Durant les semaines de semi-confinement, le Child Abuse and Neglect Team (CAN Team) a constaté une baisse des annonces de cas de maltraitance suspectée et/ou avérée. La probabilité que la violence ait diminué en cette période où se sont cumulés de multiples facteurs de stress et de risque dans la plupart des familles est pourtant faible.
De ce fait, l’assouplissement des mesures et la reprise des consultations pourraient devenir une opportunité pour les professionnels d’explorer la dynamique familiale durant cette période. Nous partons du principe que les soignants ont un rôle important à jouer dans la détection de la maltraitance intrafamiliale.
Différents questionnaires standardisés18,19 existent et peuvent être employés comme outils pratiques; ils sont des guides d’entretien utiles au professionnel en contact avec des familles, des enfants ou des adolescents. Nous donnons ci-dessous quelques exemples de base de discussion et de questions:
Au-delà des questions toutes faites, c’est surtout l’intérêt que montre le soignant pour le quotidien du jeune en interaction avec sa famille et ses pairs, quel que soit son âge, qui permet d’identifier des réactions interpellantes, voire dysfonctionnelles. En pédiatrie, il est en outre important de tenir compte que les patients mineurs peuvent avoir peur de représailles de la part de leurs parents et/ou être pris dans des conflits de loyauté.
À l’heure où le masque est supposé protéger les plus vulnérables, il ne faudrait pas qu’il profite aux auteurs pour cacher leur violence.
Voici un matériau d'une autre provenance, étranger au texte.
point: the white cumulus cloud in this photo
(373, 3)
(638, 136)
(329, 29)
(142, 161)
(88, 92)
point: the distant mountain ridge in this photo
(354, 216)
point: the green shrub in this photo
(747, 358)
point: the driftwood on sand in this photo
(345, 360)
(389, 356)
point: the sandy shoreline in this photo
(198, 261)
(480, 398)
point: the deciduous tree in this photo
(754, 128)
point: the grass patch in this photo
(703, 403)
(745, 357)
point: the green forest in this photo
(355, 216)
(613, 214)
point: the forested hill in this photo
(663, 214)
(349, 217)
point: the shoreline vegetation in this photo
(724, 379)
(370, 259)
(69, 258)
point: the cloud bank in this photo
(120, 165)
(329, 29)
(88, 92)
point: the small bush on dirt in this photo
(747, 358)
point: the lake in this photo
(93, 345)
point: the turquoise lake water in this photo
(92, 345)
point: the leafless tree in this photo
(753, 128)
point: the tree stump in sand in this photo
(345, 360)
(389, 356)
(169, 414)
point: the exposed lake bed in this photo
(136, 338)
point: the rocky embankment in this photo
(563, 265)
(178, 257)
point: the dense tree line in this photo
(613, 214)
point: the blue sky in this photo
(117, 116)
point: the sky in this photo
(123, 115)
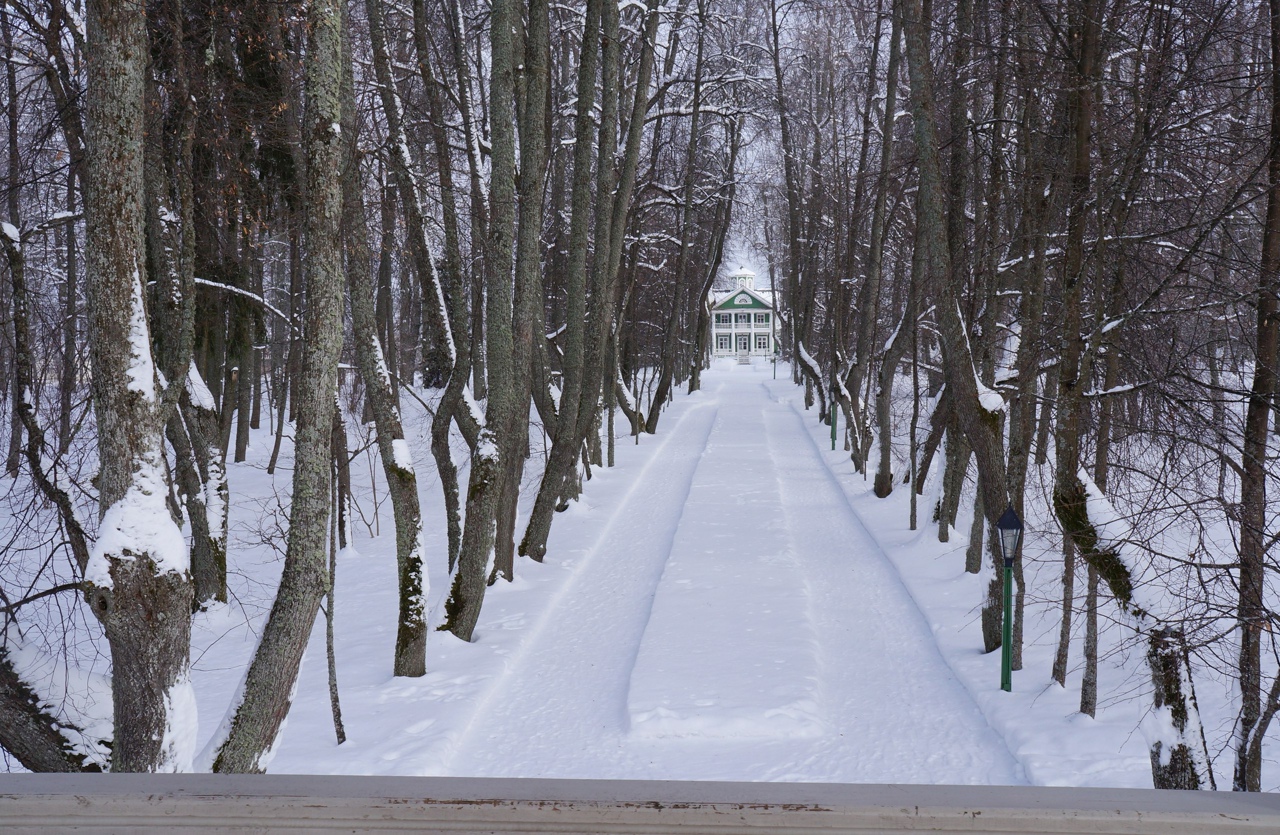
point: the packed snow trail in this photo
(732, 620)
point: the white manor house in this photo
(743, 320)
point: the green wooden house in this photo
(743, 320)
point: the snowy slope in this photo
(723, 605)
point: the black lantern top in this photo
(1010, 529)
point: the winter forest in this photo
(320, 314)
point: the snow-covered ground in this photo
(730, 602)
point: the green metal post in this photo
(1006, 639)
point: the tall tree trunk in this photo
(565, 445)
(868, 297)
(1251, 612)
(1074, 365)
(268, 689)
(488, 475)
(978, 410)
(528, 300)
(410, 656)
(141, 588)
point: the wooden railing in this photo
(176, 803)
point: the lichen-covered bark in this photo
(982, 427)
(141, 584)
(1251, 610)
(490, 457)
(565, 443)
(410, 657)
(31, 731)
(269, 684)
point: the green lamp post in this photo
(1009, 529)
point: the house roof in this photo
(728, 301)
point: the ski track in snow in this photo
(638, 666)
(570, 679)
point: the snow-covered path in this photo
(731, 620)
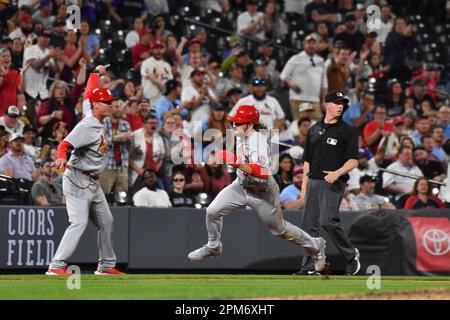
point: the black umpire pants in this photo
(321, 209)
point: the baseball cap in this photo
(101, 95)
(29, 128)
(366, 178)
(298, 170)
(397, 120)
(311, 36)
(43, 33)
(15, 136)
(196, 72)
(335, 96)
(363, 153)
(259, 82)
(144, 31)
(305, 106)
(193, 41)
(157, 44)
(419, 82)
(13, 112)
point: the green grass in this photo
(184, 287)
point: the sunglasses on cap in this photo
(259, 82)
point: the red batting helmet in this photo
(245, 114)
(101, 95)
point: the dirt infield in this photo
(423, 294)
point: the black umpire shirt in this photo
(328, 147)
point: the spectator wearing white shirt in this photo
(41, 59)
(150, 195)
(199, 95)
(155, 71)
(304, 75)
(399, 185)
(250, 22)
(271, 113)
(11, 121)
(132, 37)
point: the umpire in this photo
(330, 153)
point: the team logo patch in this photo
(332, 141)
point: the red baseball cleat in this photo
(112, 271)
(58, 272)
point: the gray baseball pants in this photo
(321, 209)
(268, 207)
(85, 199)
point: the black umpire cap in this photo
(336, 96)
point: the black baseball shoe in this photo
(354, 265)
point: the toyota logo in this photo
(436, 242)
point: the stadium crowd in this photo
(176, 65)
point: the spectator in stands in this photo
(170, 102)
(285, 171)
(422, 129)
(433, 170)
(422, 198)
(215, 177)
(46, 191)
(129, 9)
(155, 71)
(151, 196)
(250, 23)
(338, 72)
(136, 119)
(306, 110)
(29, 135)
(16, 54)
(387, 22)
(351, 37)
(24, 31)
(141, 50)
(133, 36)
(166, 131)
(90, 40)
(273, 25)
(400, 185)
(4, 137)
(16, 163)
(11, 121)
(234, 80)
(290, 196)
(374, 130)
(436, 152)
(59, 107)
(420, 96)
(304, 75)
(199, 96)
(359, 113)
(178, 196)
(42, 60)
(320, 10)
(399, 45)
(149, 149)
(361, 170)
(304, 124)
(119, 139)
(10, 81)
(271, 113)
(444, 120)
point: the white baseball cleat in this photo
(204, 252)
(320, 258)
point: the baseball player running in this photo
(254, 187)
(84, 196)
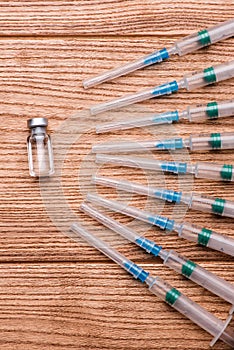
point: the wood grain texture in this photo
(60, 293)
(90, 17)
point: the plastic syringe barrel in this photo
(209, 111)
(144, 163)
(205, 37)
(206, 237)
(209, 142)
(208, 204)
(155, 57)
(200, 276)
(175, 261)
(164, 89)
(191, 310)
(163, 290)
(213, 141)
(188, 44)
(140, 146)
(205, 170)
(208, 76)
(155, 119)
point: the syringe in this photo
(164, 291)
(185, 230)
(195, 201)
(189, 82)
(188, 44)
(172, 259)
(196, 142)
(204, 170)
(211, 110)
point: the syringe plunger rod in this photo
(193, 200)
(211, 110)
(200, 235)
(175, 261)
(188, 44)
(213, 141)
(205, 170)
(190, 81)
(164, 291)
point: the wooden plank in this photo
(43, 78)
(97, 306)
(128, 17)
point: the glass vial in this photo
(40, 153)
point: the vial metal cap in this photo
(35, 122)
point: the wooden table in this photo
(57, 293)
Il est donc primordial d’enrichir la connaissance du contexte de vie des enfants et adolescents suivis dans les lieux de soins. Cet intérêt pour leur quotidien pourrait renforcer la confiance mutuelle entre le patient, la famille et le soignant. Cette confiance est indispensable pour percevoir des signes de maltraitances autres que ceux visibles sur le corps.
Les auteurs n’ont déclaré aucun conflit d’intérêts en relation avec cet article.
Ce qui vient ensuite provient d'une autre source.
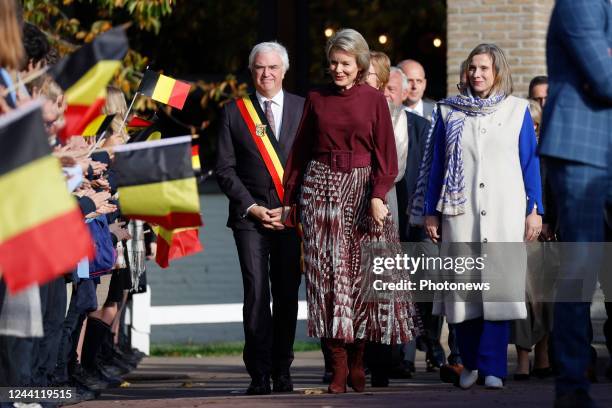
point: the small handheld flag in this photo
(42, 233)
(156, 182)
(84, 75)
(164, 89)
(97, 126)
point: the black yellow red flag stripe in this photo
(97, 126)
(84, 75)
(164, 89)
(42, 232)
(157, 184)
(174, 244)
(257, 127)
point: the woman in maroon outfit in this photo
(342, 165)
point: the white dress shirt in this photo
(277, 110)
(418, 109)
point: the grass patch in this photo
(216, 349)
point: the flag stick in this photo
(97, 144)
(128, 111)
(25, 80)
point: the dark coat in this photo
(418, 128)
(240, 170)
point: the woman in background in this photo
(341, 167)
(483, 185)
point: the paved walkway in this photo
(221, 381)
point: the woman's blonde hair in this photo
(116, 104)
(503, 78)
(12, 53)
(382, 65)
(349, 40)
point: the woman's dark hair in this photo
(35, 43)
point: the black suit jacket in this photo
(241, 172)
(418, 128)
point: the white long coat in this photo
(494, 212)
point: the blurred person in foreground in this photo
(575, 143)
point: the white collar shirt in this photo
(277, 110)
(418, 109)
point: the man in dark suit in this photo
(254, 140)
(575, 140)
(417, 82)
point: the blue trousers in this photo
(483, 345)
(581, 193)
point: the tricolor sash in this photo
(268, 148)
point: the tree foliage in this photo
(70, 23)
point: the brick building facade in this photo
(517, 26)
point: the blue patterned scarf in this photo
(452, 197)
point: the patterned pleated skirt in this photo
(337, 225)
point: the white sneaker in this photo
(467, 378)
(493, 383)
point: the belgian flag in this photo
(42, 232)
(156, 182)
(174, 244)
(99, 125)
(164, 89)
(84, 75)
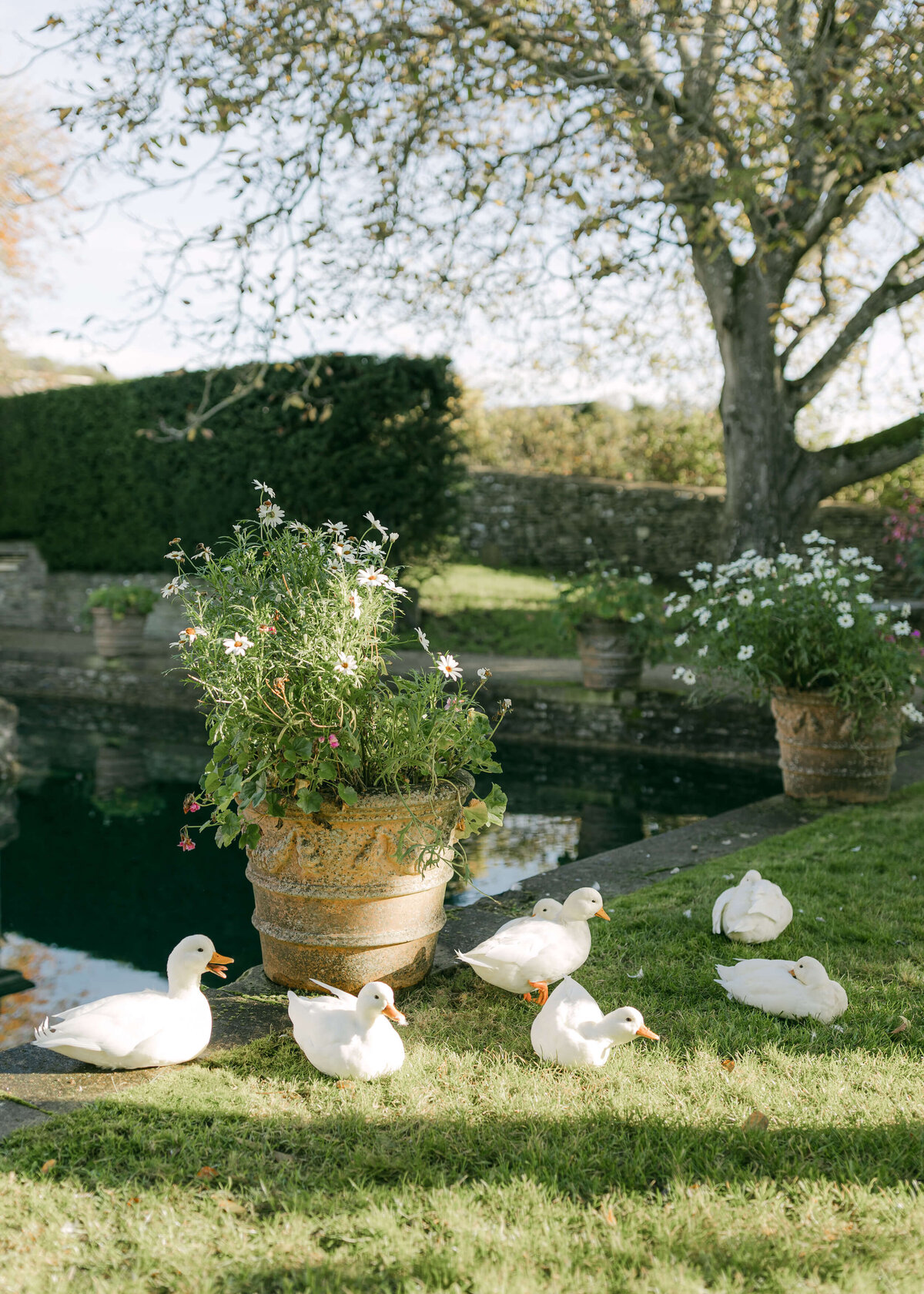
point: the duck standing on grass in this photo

Les auteurs remercient M. Alexandre Racine pour sa relecture attentive.
Tout professionnel de la santé devrait:
▪ Profiter de chaque consultation d’un enfant/adolescent pour effectuer un examen complet qui s’avère plus que jamais nécessaire
▪ Explorer les ressources et vulnérabilités du patient et de sa famille
▪ Garder en tête le diagnostic différentiel de négligence ou de maltraitance face à des symptômes ou à des signes cliniques peu clairs
Au CHUV, durant la période de semi-confinement liée à la pandémie Coronavirus Disease 2019, le Child Abuse and Neglect Team a observé une baisse des cas de maltraitance. Le confinement a-t-il permis aux familles d’avoir moins recours à la violence ou, au contraire, de la cacher ? Dans le cadre de cette seconde hypothèse, nous proposons que l’assouplissement des mesures soit une opportunité pour les professionnels d’explorer dans les familles la possible survenue de maltraitances intrafamiliales.